Context
We have a (Java, JPA:EclipseLink) application connected to MySQL.
There are cases where we want to fetch thousands of results, and perform an action per-result. We do not want to hold the whole result set in-memory.
JPA:EclipseLink's queries with a "scrollable cursor" allow us to iterate lazily through a result set, keeping only one result in-memory at a time.
It is my understanding that these queries with a "scrollable cursor" are implemented in MySQL as a cursor.
Problem
It is the consumer's responsibility to "close" any MySQL cursor.

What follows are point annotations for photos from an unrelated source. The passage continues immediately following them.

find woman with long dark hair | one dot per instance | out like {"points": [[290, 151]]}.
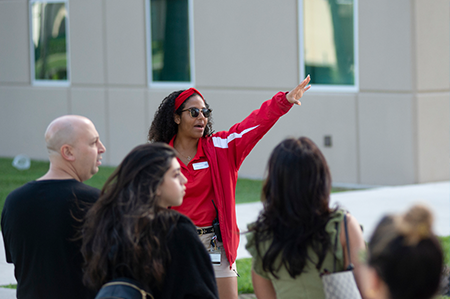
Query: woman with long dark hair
{"points": [[405, 257], [292, 240], [130, 233], [211, 162]]}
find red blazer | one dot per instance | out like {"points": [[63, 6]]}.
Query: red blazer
{"points": [[226, 150]]}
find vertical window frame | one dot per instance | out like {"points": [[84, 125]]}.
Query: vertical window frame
{"points": [[40, 82], [329, 87], [170, 85]]}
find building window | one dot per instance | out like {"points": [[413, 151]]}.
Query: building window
{"points": [[328, 49], [170, 47], [49, 42]]}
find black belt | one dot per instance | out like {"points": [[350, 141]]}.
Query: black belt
{"points": [[202, 231]]}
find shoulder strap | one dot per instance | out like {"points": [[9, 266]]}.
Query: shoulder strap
{"points": [[350, 265], [144, 294], [335, 247]]}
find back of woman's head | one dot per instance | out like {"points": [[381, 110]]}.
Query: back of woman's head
{"points": [[298, 183], [406, 255], [124, 231], [296, 206]]}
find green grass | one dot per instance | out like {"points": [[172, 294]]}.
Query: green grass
{"points": [[244, 268]]}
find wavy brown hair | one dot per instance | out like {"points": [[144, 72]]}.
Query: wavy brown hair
{"points": [[163, 127], [125, 231], [296, 210]]}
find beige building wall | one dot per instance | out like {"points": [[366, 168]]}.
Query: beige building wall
{"points": [[394, 130]]}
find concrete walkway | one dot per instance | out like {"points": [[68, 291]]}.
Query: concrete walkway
{"points": [[367, 206]]}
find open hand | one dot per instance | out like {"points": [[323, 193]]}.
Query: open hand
{"points": [[294, 95]]}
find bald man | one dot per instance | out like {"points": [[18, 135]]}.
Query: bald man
{"points": [[39, 220]]}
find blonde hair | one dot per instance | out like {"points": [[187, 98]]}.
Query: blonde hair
{"points": [[415, 225], [407, 255]]}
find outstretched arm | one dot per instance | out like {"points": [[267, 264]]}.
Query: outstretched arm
{"points": [[295, 94]]}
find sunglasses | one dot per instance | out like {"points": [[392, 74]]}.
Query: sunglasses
{"points": [[195, 112]]}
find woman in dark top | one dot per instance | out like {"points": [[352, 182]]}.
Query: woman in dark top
{"points": [[129, 232]]}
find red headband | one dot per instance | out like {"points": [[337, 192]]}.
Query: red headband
{"points": [[185, 95]]}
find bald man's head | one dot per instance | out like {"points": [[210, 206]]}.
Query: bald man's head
{"points": [[74, 146], [64, 130]]}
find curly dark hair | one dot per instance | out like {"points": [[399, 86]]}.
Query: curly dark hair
{"points": [[296, 196], [163, 127], [125, 232]]}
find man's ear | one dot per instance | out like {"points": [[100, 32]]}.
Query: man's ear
{"points": [[67, 153], [177, 119]]}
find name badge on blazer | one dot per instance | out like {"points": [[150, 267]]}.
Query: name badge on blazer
{"points": [[200, 165]]}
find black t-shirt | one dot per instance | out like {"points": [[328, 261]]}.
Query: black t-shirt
{"points": [[190, 273], [38, 226]]}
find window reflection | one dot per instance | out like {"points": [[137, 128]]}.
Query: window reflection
{"points": [[328, 41], [49, 40], [170, 40]]}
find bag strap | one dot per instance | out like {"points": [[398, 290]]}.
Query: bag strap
{"points": [[350, 265], [143, 292], [335, 248]]}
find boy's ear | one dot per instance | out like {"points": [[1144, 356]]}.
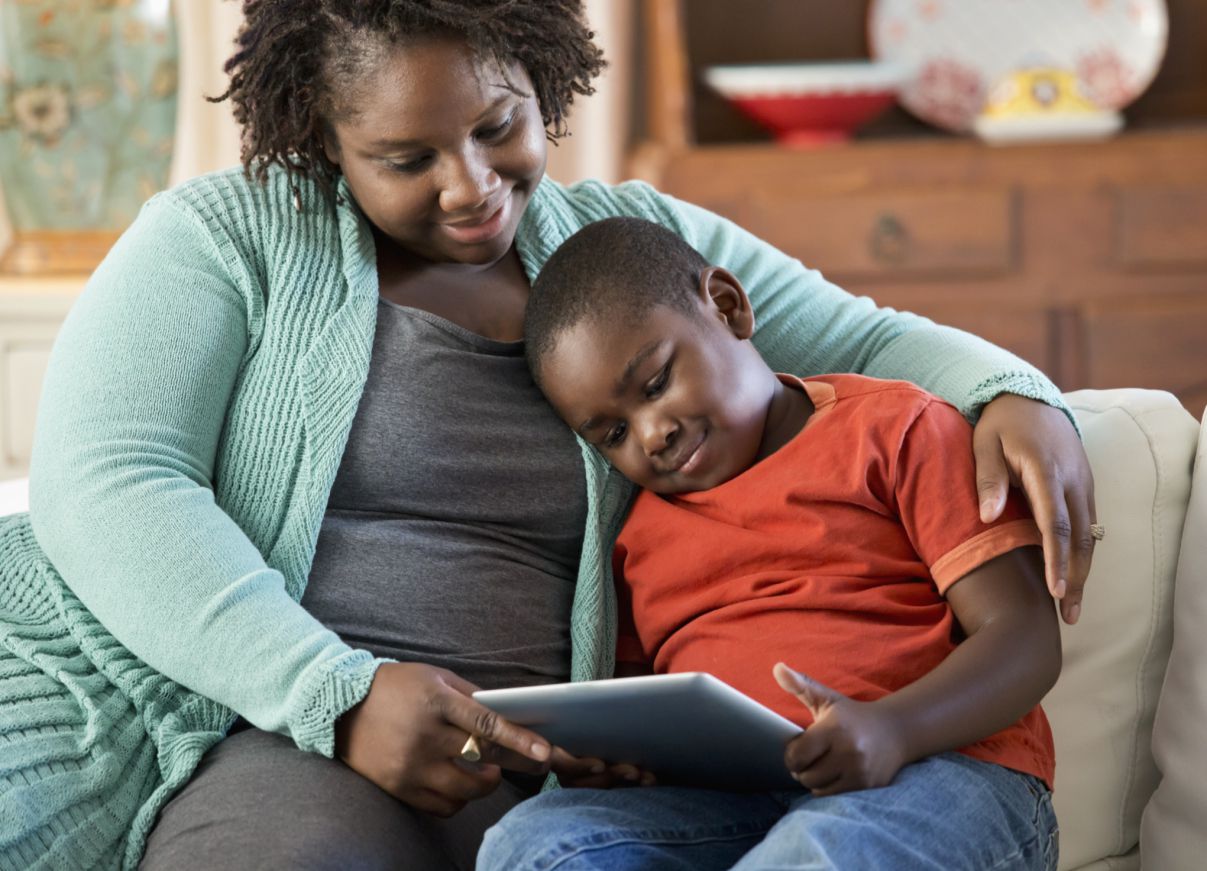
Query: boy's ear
{"points": [[724, 294]]}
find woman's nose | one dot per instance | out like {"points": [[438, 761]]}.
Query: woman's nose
{"points": [[468, 185]]}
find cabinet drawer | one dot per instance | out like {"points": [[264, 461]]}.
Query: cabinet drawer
{"points": [[1148, 343], [1161, 226], [894, 234]]}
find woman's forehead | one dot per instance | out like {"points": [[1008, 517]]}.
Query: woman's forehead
{"points": [[431, 80]]}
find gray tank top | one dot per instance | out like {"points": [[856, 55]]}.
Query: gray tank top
{"points": [[453, 531]]}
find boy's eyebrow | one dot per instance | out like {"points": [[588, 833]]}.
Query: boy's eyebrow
{"points": [[637, 360], [622, 383]]}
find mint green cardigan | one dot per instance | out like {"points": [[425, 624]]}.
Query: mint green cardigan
{"points": [[192, 421]]}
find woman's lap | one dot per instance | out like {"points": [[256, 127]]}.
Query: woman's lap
{"points": [[945, 812], [256, 801]]}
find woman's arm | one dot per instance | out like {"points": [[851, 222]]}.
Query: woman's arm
{"points": [[1009, 660], [135, 399]]}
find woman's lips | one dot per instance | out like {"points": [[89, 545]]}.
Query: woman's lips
{"points": [[483, 231]]}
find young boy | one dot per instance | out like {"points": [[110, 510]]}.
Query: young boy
{"points": [[815, 543]]}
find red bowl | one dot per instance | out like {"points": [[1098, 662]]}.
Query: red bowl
{"points": [[809, 104]]}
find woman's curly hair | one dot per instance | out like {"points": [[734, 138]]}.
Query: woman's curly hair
{"points": [[293, 58]]}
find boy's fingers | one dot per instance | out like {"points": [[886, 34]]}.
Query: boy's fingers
{"points": [[805, 749], [811, 694]]}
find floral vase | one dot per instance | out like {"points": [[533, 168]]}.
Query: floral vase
{"points": [[87, 121]]}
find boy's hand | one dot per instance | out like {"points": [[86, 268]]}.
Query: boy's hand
{"points": [[584, 772], [849, 746]]}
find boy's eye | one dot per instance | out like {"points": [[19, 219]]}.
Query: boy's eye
{"points": [[659, 384], [614, 436]]}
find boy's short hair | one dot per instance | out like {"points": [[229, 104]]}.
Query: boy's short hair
{"points": [[618, 268]]}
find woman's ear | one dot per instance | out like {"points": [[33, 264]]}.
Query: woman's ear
{"points": [[721, 291], [330, 144]]}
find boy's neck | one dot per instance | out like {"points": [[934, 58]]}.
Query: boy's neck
{"points": [[786, 416]]}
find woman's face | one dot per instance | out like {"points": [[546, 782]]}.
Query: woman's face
{"points": [[439, 153]]}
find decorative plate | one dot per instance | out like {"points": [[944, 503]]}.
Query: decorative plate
{"points": [[956, 51]]}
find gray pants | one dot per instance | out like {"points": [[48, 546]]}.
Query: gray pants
{"points": [[258, 802]]}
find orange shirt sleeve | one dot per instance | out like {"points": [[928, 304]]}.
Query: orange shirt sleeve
{"points": [[937, 500]]}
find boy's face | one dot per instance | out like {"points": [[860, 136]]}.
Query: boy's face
{"points": [[676, 402]]}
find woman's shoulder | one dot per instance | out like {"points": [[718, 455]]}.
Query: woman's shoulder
{"points": [[234, 196], [593, 200], [558, 211]]}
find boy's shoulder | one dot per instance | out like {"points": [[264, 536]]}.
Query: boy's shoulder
{"points": [[876, 392], [880, 410]]}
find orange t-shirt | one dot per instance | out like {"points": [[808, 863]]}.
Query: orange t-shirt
{"points": [[832, 555]]}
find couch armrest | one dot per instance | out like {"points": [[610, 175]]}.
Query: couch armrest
{"points": [[1173, 834], [1141, 445]]}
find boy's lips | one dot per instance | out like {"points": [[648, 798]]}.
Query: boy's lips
{"points": [[689, 459]]}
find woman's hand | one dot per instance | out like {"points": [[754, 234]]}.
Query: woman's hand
{"points": [[849, 746], [407, 734], [585, 772], [1033, 445]]}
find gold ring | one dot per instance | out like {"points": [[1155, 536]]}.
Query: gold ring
{"points": [[471, 752]]}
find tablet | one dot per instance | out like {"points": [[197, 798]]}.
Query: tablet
{"points": [[688, 729]]}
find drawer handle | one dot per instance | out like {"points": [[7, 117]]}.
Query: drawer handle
{"points": [[890, 239]]}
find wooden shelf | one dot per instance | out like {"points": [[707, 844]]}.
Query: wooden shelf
{"points": [[1086, 258]]}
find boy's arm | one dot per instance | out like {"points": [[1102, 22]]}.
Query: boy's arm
{"points": [[1010, 659], [1008, 662]]}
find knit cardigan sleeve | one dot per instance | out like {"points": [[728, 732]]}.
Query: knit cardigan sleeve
{"points": [[122, 496], [808, 326]]}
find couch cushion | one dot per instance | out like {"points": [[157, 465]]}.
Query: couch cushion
{"points": [[1175, 830], [1141, 445]]}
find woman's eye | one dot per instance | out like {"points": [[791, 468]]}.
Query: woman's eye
{"points": [[418, 165], [614, 436], [499, 129], [659, 384]]}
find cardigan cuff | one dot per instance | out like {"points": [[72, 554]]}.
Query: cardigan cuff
{"points": [[1027, 385], [333, 688]]}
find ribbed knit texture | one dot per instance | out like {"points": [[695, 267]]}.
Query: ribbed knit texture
{"points": [[193, 418]]}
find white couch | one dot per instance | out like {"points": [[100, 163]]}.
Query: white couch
{"points": [[1131, 782]]}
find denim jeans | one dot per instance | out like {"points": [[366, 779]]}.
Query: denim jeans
{"points": [[946, 812]]}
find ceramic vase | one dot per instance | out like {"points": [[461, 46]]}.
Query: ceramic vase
{"points": [[87, 121]]}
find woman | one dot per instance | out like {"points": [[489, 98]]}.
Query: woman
{"points": [[290, 467]]}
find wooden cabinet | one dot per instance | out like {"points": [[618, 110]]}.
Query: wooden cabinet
{"points": [[1086, 258], [31, 310]]}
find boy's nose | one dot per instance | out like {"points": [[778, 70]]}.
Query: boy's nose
{"points": [[657, 434]]}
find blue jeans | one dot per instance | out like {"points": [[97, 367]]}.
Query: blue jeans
{"points": [[946, 812]]}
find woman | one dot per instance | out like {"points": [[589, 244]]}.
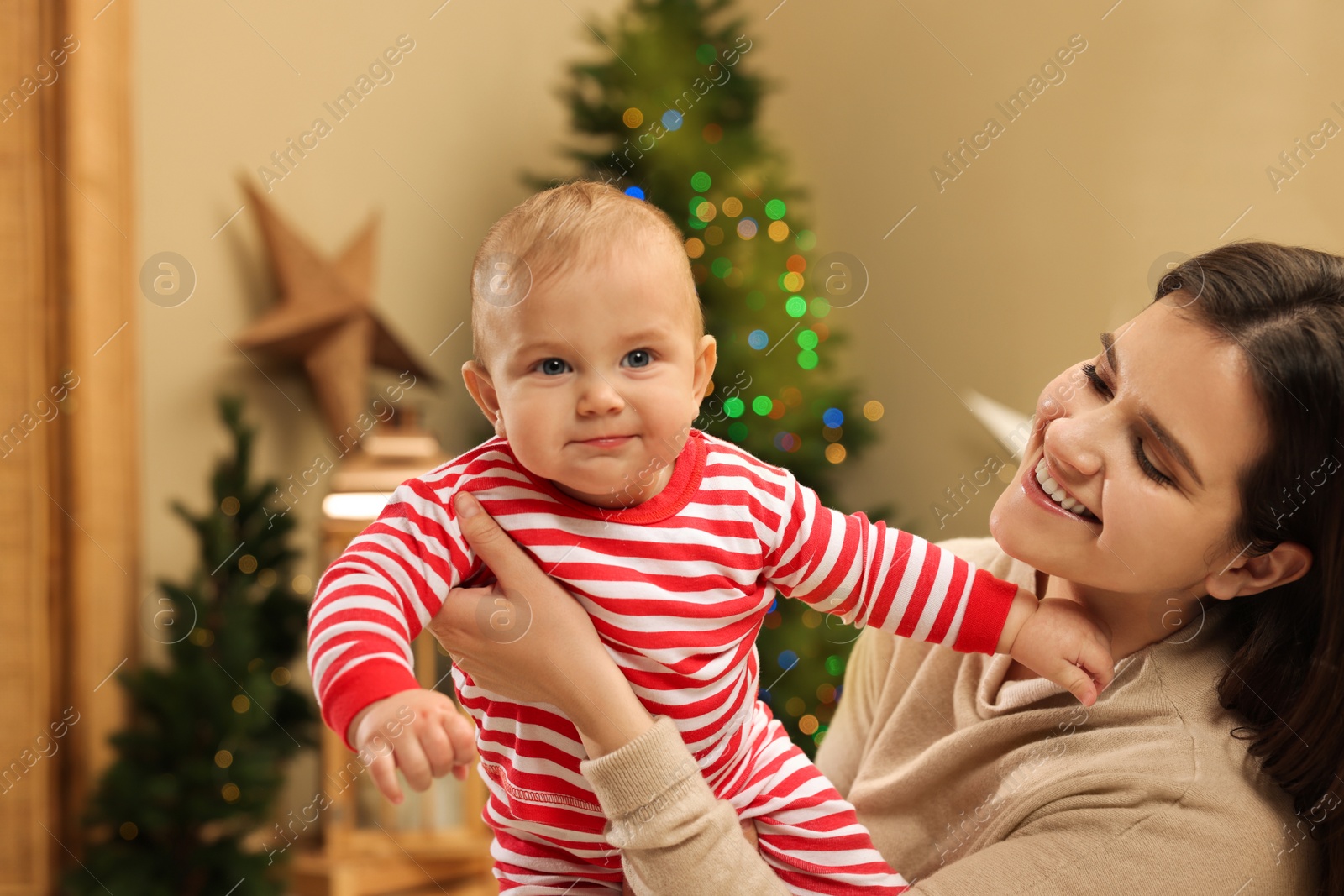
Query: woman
{"points": [[1200, 453]]}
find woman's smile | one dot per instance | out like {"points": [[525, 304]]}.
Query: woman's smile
{"points": [[1058, 495]]}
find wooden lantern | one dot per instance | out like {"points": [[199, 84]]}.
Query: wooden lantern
{"points": [[434, 840]]}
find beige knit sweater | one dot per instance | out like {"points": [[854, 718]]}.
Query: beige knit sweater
{"points": [[972, 785]]}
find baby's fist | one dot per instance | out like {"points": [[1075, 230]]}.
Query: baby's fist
{"points": [[420, 731]]}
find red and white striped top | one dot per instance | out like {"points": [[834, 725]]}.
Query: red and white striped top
{"points": [[676, 586]]}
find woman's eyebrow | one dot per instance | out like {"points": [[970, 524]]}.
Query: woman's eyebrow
{"points": [[1173, 448]]}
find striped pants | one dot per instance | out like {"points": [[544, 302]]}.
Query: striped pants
{"points": [[806, 832]]}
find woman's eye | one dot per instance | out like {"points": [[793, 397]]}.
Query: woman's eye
{"points": [[1140, 456], [1147, 466], [1097, 382], [553, 367]]}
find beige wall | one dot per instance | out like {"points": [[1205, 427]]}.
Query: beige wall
{"points": [[1156, 141]]}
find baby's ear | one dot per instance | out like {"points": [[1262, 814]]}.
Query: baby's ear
{"points": [[706, 358], [477, 380]]}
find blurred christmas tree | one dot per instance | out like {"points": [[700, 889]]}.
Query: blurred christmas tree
{"points": [[703, 160], [201, 762]]}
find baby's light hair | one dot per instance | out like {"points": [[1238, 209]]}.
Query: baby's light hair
{"points": [[554, 230]]}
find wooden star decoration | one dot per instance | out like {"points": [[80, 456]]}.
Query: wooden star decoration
{"points": [[326, 317]]}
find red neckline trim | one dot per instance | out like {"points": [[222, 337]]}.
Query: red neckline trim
{"points": [[687, 474]]}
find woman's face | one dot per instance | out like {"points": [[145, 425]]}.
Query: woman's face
{"points": [[1167, 390]]}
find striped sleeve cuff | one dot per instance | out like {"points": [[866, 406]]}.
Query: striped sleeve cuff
{"points": [[987, 611]]}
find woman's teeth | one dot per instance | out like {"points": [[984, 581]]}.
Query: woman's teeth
{"points": [[1057, 493]]}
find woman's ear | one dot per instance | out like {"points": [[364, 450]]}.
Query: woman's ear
{"points": [[483, 392], [1288, 562]]}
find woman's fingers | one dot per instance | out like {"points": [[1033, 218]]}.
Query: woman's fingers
{"points": [[491, 543]]}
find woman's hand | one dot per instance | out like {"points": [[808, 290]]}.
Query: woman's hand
{"points": [[528, 640]]}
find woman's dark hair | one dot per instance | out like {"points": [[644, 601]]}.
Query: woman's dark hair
{"points": [[1284, 307]]}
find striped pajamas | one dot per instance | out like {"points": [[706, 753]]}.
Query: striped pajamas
{"points": [[676, 587]]}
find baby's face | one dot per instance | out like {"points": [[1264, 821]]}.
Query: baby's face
{"points": [[597, 375]]}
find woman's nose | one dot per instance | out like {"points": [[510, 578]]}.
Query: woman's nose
{"points": [[598, 396], [1072, 441]]}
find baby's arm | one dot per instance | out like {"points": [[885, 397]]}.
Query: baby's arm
{"points": [[369, 606], [870, 574]]}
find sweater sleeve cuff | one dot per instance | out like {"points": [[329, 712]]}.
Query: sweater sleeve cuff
{"points": [[642, 772], [987, 611]]}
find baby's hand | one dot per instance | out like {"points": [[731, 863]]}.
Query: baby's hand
{"points": [[1058, 640], [420, 731]]}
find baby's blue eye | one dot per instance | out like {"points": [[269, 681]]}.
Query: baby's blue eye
{"points": [[553, 367]]}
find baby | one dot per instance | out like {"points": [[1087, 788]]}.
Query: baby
{"points": [[591, 362]]}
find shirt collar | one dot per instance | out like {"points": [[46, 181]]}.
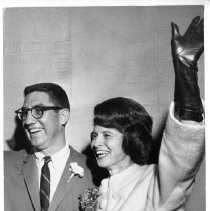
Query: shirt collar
{"points": [[56, 158]]}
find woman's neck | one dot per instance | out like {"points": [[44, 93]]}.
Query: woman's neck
{"points": [[119, 167]]}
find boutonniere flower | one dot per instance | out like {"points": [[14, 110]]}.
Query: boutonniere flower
{"points": [[75, 169], [88, 199]]}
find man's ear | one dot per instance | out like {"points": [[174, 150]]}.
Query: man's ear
{"points": [[64, 116]]}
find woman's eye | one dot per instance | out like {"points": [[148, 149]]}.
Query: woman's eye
{"points": [[93, 136]]}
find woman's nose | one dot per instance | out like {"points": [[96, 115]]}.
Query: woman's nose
{"points": [[97, 141]]}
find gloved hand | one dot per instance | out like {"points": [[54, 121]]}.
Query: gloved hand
{"points": [[186, 50]]}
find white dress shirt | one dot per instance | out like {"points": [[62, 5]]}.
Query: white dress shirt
{"points": [[56, 166]]}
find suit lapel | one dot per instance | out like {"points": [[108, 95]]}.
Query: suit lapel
{"points": [[30, 175], [64, 185]]}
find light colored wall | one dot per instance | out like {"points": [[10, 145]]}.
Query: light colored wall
{"points": [[95, 53]]}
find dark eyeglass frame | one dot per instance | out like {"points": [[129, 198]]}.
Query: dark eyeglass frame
{"points": [[23, 112]]}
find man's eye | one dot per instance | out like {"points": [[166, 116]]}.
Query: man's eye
{"points": [[37, 110], [107, 135]]}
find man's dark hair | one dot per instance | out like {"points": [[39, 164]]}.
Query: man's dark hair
{"points": [[56, 93], [131, 119]]}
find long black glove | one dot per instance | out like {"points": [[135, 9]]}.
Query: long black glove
{"points": [[186, 50]]}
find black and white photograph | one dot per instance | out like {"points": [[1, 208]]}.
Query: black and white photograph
{"points": [[104, 108]]}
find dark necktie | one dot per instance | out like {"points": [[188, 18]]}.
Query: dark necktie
{"points": [[45, 185]]}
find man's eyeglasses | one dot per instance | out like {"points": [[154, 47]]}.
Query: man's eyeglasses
{"points": [[37, 111]]}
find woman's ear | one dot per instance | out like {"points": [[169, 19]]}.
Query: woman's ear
{"points": [[64, 116]]}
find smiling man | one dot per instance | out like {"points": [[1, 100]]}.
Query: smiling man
{"points": [[41, 181]]}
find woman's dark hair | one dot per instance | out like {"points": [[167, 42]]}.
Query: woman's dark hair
{"points": [[131, 119], [56, 93]]}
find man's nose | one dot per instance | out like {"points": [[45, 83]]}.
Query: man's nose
{"points": [[29, 119]]}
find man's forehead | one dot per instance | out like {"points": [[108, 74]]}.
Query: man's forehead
{"points": [[37, 98]]}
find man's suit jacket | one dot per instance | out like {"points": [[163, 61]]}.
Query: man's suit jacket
{"points": [[21, 188]]}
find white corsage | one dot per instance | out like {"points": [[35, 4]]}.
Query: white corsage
{"points": [[75, 169]]}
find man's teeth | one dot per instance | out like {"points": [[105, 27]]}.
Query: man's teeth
{"points": [[101, 153], [34, 130]]}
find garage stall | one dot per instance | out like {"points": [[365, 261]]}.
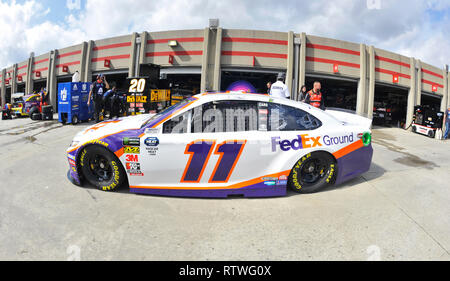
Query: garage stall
{"points": [[339, 93]]}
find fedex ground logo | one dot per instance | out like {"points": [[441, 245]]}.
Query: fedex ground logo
{"points": [[301, 142]]}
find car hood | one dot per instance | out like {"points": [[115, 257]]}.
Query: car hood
{"points": [[107, 128]]}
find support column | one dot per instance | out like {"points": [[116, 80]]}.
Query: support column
{"points": [[204, 84], [218, 61], [51, 80], [290, 63], [14, 80], [88, 70], [444, 100], [302, 61], [371, 97], [418, 68], [411, 93], [362, 84], [3, 87]]}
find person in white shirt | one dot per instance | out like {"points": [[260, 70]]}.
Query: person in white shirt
{"points": [[279, 89]]}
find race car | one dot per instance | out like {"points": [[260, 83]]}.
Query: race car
{"points": [[26, 105], [224, 144]]}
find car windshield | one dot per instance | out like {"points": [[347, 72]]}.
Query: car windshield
{"points": [[166, 112]]}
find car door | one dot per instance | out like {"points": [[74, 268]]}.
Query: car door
{"points": [[215, 145]]}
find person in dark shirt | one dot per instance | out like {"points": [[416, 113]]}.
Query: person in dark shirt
{"points": [[98, 88], [447, 123]]}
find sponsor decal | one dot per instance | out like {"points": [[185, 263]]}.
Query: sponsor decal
{"points": [[134, 169], [131, 150], [116, 178], [328, 141], [270, 183], [132, 141], [302, 142], [132, 158], [64, 94], [152, 141]]}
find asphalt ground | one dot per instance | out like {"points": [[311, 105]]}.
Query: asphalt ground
{"points": [[399, 210]]}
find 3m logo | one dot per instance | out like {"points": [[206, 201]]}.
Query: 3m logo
{"points": [[131, 150]]}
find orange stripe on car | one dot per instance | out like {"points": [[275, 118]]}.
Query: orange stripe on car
{"points": [[234, 186]]}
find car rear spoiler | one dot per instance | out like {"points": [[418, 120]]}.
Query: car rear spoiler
{"points": [[350, 117]]}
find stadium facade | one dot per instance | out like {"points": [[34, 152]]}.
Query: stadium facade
{"points": [[355, 76]]}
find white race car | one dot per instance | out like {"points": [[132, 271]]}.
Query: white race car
{"points": [[224, 144]]}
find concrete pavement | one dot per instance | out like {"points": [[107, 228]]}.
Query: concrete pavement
{"points": [[399, 210]]}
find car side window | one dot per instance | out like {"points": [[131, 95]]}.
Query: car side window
{"points": [[178, 124], [287, 118], [225, 116]]}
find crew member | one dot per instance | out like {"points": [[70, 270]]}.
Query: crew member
{"points": [[43, 96], [447, 123], [96, 94], [315, 97], [279, 89]]}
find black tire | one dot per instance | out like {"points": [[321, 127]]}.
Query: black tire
{"points": [[313, 173], [102, 168], [33, 111]]}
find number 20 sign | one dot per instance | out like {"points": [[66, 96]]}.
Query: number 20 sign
{"points": [[200, 152]]}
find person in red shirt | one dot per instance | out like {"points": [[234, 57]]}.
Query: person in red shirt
{"points": [[315, 97]]}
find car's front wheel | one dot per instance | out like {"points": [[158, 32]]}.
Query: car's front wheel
{"points": [[313, 173], [102, 168]]}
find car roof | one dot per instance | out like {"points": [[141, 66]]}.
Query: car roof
{"points": [[217, 96]]}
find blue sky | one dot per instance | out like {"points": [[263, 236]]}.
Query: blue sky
{"points": [[417, 28]]}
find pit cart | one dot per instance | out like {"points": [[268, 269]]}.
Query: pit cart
{"points": [[72, 102], [427, 120]]}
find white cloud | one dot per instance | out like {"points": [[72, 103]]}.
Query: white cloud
{"points": [[408, 27]]}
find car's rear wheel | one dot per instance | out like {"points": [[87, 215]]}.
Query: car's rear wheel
{"points": [[102, 168], [313, 173]]}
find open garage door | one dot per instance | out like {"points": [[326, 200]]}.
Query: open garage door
{"points": [[433, 101], [7, 95], [251, 80], [21, 88], [338, 92], [390, 105]]}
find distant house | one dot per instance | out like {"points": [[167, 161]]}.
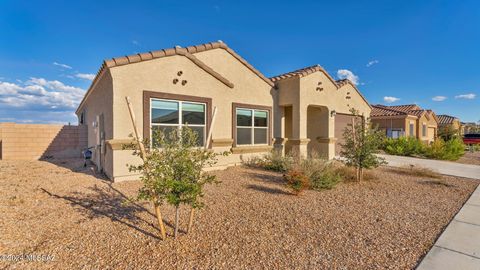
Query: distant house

We have trouble guaranteeing that the cursor gets closed. Naturally we close the cursor when we reach the end of the result set, but there are problems that would prevent us iterating as far as that:
- Exception thrown
- Program exit
- Intentional early-exit of iteration
- e.g. where the question is simply "is a non-zero amount of results returned?"
Anecdotes
We have observed before that: leaving many cursors open, uses up available connections in our database connection pool. Once the limit is reached: subsequent queries fail because no further database connections are available.
We have a suspicion that completing a transaction will close any open database cursors participating in that transaction. If so: this would provide a very useful safeguard. However we have yet to measure whether this does indeed happen, and haven't yet worked out what level of transaction provides this guard (MySQL transaction? JPA transaction? Spring transaction?). An answer to the question below, would enable us to measure this…
Question
Is it possible in MySQL to show a list of all currently-open database cursors? If so: how?